Why is variable data important to understand?
Understanding the type of data you have is important because it determines the type of analysis you will do.
1. Correct statistical tools
The tools for statistical analysis are different for discrete and variable data. Using the wrong tool will result in misleading conclusions and decisions.
2. Correct statistics
While all data distributions can be described by their center, spread, and shape, you use different statistical descriptors for discrete and variable data.
3. Cost implications
Data costs money. You should consider the type of data you want to collect in order to maximize the value of the information and minimize the cost of obtaining that information. Variable data is generally better than discrete data, if you have a choice.
An industry example of using variable data
Steve, a warehouse manager, was required to take a weekly inventory of the cases of product on hand in the warehouse.
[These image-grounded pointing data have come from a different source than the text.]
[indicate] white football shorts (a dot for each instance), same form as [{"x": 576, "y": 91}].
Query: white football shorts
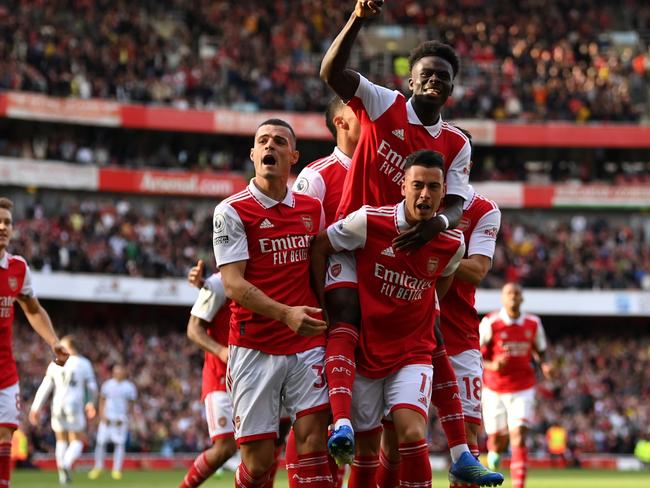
[
  {"x": 374, "y": 399},
  {"x": 468, "y": 366},
  {"x": 218, "y": 414},
  {"x": 507, "y": 411},
  {"x": 260, "y": 384},
  {"x": 10, "y": 406}
]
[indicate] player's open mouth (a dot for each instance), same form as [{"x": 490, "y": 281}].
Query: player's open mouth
[{"x": 269, "y": 159}]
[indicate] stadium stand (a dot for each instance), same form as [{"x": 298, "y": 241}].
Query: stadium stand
[{"x": 600, "y": 394}]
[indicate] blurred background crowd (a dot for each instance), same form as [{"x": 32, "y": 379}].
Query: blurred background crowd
[
  {"x": 590, "y": 250},
  {"x": 528, "y": 60}
]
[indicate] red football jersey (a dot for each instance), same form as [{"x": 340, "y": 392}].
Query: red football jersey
[
  {"x": 214, "y": 369},
  {"x": 14, "y": 281},
  {"x": 515, "y": 339},
  {"x": 323, "y": 179},
  {"x": 274, "y": 238},
  {"x": 390, "y": 131},
  {"x": 458, "y": 318},
  {"x": 397, "y": 294}
]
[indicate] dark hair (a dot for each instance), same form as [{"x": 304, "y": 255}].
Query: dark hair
[
  {"x": 426, "y": 158},
  {"x": 279, "y": 122},
  {"x": 6, "y": 203},
  {"x": 438, "y": 49},
  {"x": 333, "y": 106}
]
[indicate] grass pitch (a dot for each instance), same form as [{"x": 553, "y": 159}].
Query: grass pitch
[{"x": 171, "y": 479}]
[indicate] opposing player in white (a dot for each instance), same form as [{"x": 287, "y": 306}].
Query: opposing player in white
[
  {"x": 75, "y": 393},
  {"x": 116, "y": 400}
]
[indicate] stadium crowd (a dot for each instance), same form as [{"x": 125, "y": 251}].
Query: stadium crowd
[
  {"x": 600, "y": 392},
  {"x": 527, "y": 60},
  {"x": 161, "y": 240}
]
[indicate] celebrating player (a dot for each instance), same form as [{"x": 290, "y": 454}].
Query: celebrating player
[
  {"x": 323, "y": 179},
  {"x": 75, "y": 393},
  {"x": 208, "y": 328},
  {"x": 261, "y": 241},
  {"x": 459, "y": 322},
  {"x": 397, "y": 295},
  {"x": 509, "y": 341},
  {"x": 391, "y": 128},
  {"x": 16, "y": 284},
  {"x": 116, "y": 399}
]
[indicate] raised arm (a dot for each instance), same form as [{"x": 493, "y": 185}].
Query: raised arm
[
  {"x": 41, "y": 323},
  {"x": 333, "y": 70},
  {"x": 320, "y": 249},
  {"x": 197, "y": 331},
  {"x": 249, "y": 296}
]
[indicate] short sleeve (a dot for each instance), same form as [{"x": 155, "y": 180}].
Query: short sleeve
[
  {"x": 27, "y": 289},
  {"x": 454, "y": 262},
  {"x": 350, "y": 233},
  {"x": 228, "y": 235},
  {"x": 375, "y": 99},
  {"x": 484, "y": 236},
  {"x": 210, "y": 300},
  {"x": 310, "y": 182},
  {"x": 457, "y": 177}
]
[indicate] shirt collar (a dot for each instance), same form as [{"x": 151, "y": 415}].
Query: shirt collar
[
  {"x": 268, "y": 202},
  {"x": 434, "y": 129},
  {"x": 503, "y": 315},
  {"x": 344, "y": 158},
  {"x": 468, "y": 201}
]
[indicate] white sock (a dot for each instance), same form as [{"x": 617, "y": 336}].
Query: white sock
[
  {"x": 341, "y": 422},
  {"x": 100, "y": 451},
  {"x": 457, "y": 451},
  {"x": 118, "y": 457},
  {"x": 59, "y": 453},
  {"x": 73, "y": 452}
]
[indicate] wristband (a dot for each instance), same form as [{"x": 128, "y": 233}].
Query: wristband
[{"x": 445, "y": 221}]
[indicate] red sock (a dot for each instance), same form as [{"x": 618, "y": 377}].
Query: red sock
[
  {"x": 291, "y": 460},
  {"x": 446, "y": 398},
  {"x": 363, "y": 472},
  {"x": 518, "y": 464},
  {"x": 198, "y": 472},
  {"x": 274, "y": 468},
  {"x": 244, "y": 479},
  {"x": 340, "y": 367},
  {"x": 338, "y": 472},
  {"x": 387, "y": 473},
  {"x": 314, "y": 471},
  {"x": 415, "y": 469},
  {"x": 5, "y": 464}
]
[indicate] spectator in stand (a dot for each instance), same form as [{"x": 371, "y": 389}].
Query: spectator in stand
[
  {"x": 532, "y": 60},
  {"x": 600, "y": 390}
]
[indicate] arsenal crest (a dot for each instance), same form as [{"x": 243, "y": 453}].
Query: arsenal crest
[
  {"x": 309, "y": 225},
  {"x": 432, "y": 265}
]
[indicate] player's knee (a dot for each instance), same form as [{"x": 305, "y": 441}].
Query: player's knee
[
  {"x": 222, "y": 450},
  {"x": 343, "y": 306}
]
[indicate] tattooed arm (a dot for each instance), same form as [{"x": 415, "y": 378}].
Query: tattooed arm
[{"x": 249, "y": 296}]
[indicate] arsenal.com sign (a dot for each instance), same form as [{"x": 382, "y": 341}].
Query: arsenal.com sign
[{"x": 171, "y": 183}]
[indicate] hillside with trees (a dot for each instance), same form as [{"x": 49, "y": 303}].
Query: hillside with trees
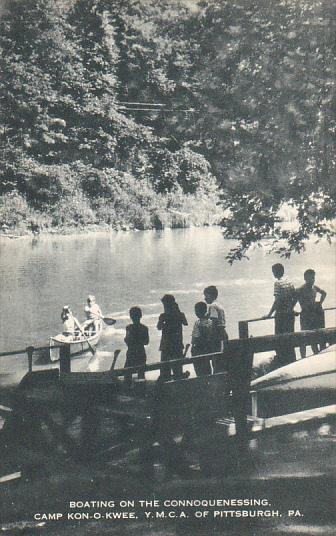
[{"x": 242, "y": 120}]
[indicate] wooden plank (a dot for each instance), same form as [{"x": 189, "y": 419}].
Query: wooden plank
[{"x": 12, "y": 476}]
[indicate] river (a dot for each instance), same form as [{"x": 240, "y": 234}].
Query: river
[{"x": 39, "y": 276}]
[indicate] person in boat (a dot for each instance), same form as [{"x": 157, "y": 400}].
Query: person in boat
[
  {"x": 70, "y": 323},
  {"x": 285, "y": 298},
  {"x": 201, "y": 339},
  {"x": 136, "y": 339},
  {"x": 312, "y": 314},
  {"x": 93, "y": 315},
  {"x": 219, "y": 335},
  {"x": 171, "y": 323}
]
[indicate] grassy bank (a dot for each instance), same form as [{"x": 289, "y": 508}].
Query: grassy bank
[{"x": 140, "y": 210}]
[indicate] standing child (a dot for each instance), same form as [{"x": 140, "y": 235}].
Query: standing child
[
  {"x": 219, "y": 336},
  {"x": 136, "y": 339},
  {"x": 312, "y": 315},
  {"x": 285, "y": 298},
  {"x": 201, "y": 339},
  {"x": 170, "y": 323}
]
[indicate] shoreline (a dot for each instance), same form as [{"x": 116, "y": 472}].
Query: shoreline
[{"x": 107, "y": 230}]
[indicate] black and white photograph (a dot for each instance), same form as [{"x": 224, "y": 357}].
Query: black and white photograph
[{"x": 167, "y": 267}]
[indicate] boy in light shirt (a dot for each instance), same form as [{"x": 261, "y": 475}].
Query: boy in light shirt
[{"x": 219, "y": 335}]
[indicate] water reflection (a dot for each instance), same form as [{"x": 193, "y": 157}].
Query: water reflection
[{"x": 123, "y": 269}]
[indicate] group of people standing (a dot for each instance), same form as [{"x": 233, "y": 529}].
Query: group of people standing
[
  {"x": 208, "y": 336},
  {"x": 285, "y": 298},
  {"x": 209, "y": 331}
]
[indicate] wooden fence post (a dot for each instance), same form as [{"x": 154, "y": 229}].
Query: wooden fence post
[
  {"x": 65, "y": 359},
  {"x": 243, "y": 329},
  {"x": 30, "y": 351}
]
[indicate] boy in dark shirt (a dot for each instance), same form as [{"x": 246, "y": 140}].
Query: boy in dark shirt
[{"x": 136, "y": 339}]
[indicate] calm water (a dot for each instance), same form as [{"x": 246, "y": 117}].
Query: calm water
[{"x": 39, "y": 276}]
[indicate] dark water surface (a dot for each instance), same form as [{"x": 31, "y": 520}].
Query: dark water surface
[{"x": 39, "y": 276}]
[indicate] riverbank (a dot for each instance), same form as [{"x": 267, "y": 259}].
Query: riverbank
[{"x": 138, "y": 211}]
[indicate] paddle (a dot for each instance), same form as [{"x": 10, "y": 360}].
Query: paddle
[
  {"x": 186, "y": 350},
  {"x": 92, "y": 349},
  {"x": 115, "y": 357},
  {"x": 109, "y": 321}
]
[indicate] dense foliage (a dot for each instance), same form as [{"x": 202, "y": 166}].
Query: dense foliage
[{"x": 245, "y": 122}]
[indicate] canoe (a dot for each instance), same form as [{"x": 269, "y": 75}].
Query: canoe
[
  {"x": 78, "y": 346},
  {"x": 299, "y": 386}
]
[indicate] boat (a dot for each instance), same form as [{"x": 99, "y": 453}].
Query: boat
[
  {"x": 78, "y": 345},
  {"x": 299, "y": 386}
]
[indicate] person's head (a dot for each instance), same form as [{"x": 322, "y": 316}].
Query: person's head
[
  {"x": 278, "y": 270},
  {"x": 169, "y": 303},
  {"x": 66, "y": 311},
  {"x": 135, "y": 314},
  {"x": 210, "y": 294},
  {"x": 309, "y": 276},
  {"x": 200, "y": 309}
]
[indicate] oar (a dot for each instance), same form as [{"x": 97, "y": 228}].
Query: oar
[
  {"x": 115, "y": 357},
  {"x": 109, "y": 321},
  {"x": 186, "y": 350},
  {"x": 92, "y": 349}
]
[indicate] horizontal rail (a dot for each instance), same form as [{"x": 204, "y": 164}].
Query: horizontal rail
[
  {"x": 297, "y": 313},
  {"x": 161, "y": 364},
  {"x": 245, "y": 346}
]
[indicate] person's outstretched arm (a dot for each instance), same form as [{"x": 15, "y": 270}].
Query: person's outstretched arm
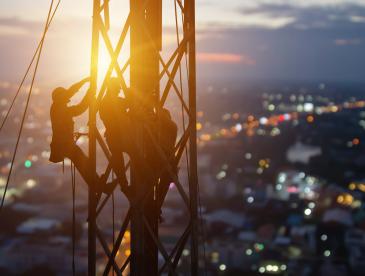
[
  {"x": 81, "y": 107},
  {"x": 72, "y": 90},
  {"x": 76, "y": 87}
]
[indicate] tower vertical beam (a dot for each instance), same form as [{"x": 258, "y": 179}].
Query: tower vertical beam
[
  {"x": 92, "y": 141},
  {"x": 193, "y": 181},
  {"x": 144, "y": 77}
]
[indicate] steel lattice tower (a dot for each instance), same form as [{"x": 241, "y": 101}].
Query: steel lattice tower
[{"x": 147, "y": 69}]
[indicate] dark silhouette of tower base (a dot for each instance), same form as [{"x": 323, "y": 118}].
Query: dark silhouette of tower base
[{"x": 151, "y": 81}]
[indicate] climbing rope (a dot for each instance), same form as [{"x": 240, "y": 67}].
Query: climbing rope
[
  {"x": 73, "y": 186},
  {"x": 28, "y": 69},
  {"x": 27, "y": 102}
]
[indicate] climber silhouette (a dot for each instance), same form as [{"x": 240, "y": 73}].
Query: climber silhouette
[
  {"x": 63, "y": 143},
  {"x": 114, "y": 114}
]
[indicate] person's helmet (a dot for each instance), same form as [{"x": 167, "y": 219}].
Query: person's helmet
[{"x": 59, "y": 94}]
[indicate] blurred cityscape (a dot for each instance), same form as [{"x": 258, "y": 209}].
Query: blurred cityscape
[{"x": 282, "y": 186}]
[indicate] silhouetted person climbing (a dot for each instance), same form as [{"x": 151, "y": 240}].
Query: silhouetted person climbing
[
  {"x": 167, "y": 138},
  {"x": 63, "y": 142},
  {"x": 114, "y": 114}
]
As a trained Green Belt, he knew that case count was discrete data. He wanted to construct a control chart to monitor the variation of his inventory but wasn’t sure of which one to use so he asked his Black Belt, Bonnie, what she thought.
Bonnie suggested that Steve think about classifying his data as pseudo variable, or continuous data, rather than a discrete count. She explained her thinking by pointing out that the count numbers were quite high (in the thousands) and that it ranged pretty wide from week to week.
Steve agreed and therefore chose the ImR chart to track his inventory levels.
Shown below is what his control chart looked like. He questioned what happened at point 31, when the inventory level went out of the upper control limit.
3 best practices when working with variable data
Data just doesn’t show up on your desk or on your computer. You have to go out and collect it. Here are a few best practices for collecting and analyzing variable data.
1. Use sample size formulas
There are a number of sample size formulas and calculators that will help you determine the minimum sample size you’ll need to achieve your desired degree of confidence and precision.
2. Use statistical software where possible
The days of hand calculations of complex statistical analysis are (fortunately) gone. When using computer software, be sure you select the correct functions that apply to variable data if that’s what you are analyzing.
3. Use graphics to supplement your analysis
Plotting the data will provide you a visual look that can be a powerful directional indicator and give you some foresight as to what you might expect once you do your statistical analysis.
Frequently Asked Questions (FAQ) about variable data
1. What’s the difference between variable and discrete data?
Variable data is something you measure, while discrete data is something you count.
2. What are some examples of variable data?
Dimensions, weights, volumes, speed, and time are all examples of variable data. These are things that are measured by a measurement device and can be logically divided into smaller and smaller units.
3. Is variable data preferred to discrete data?
Yes. You don’t need as much variable data to draw conclusions about your process. And, the greater resolution of variable data allows for greater discrimination between things.
Some final thoughts on variable data
We’ve defined variable data as the values derived from measuring things with a measurement device that can take on any value along a continuum of possible values and can be logically subdivided into smaller and smaller units.
If given a choice, you should try to use variable data to understand your processes and make decisions. The ability to gain greater resolution will allow for greater discrimination between the things you’re measuring. The statistical tools you can use for variable data are more powerful than those used for discrete data — plus, you won’t need as much data to do your analysis.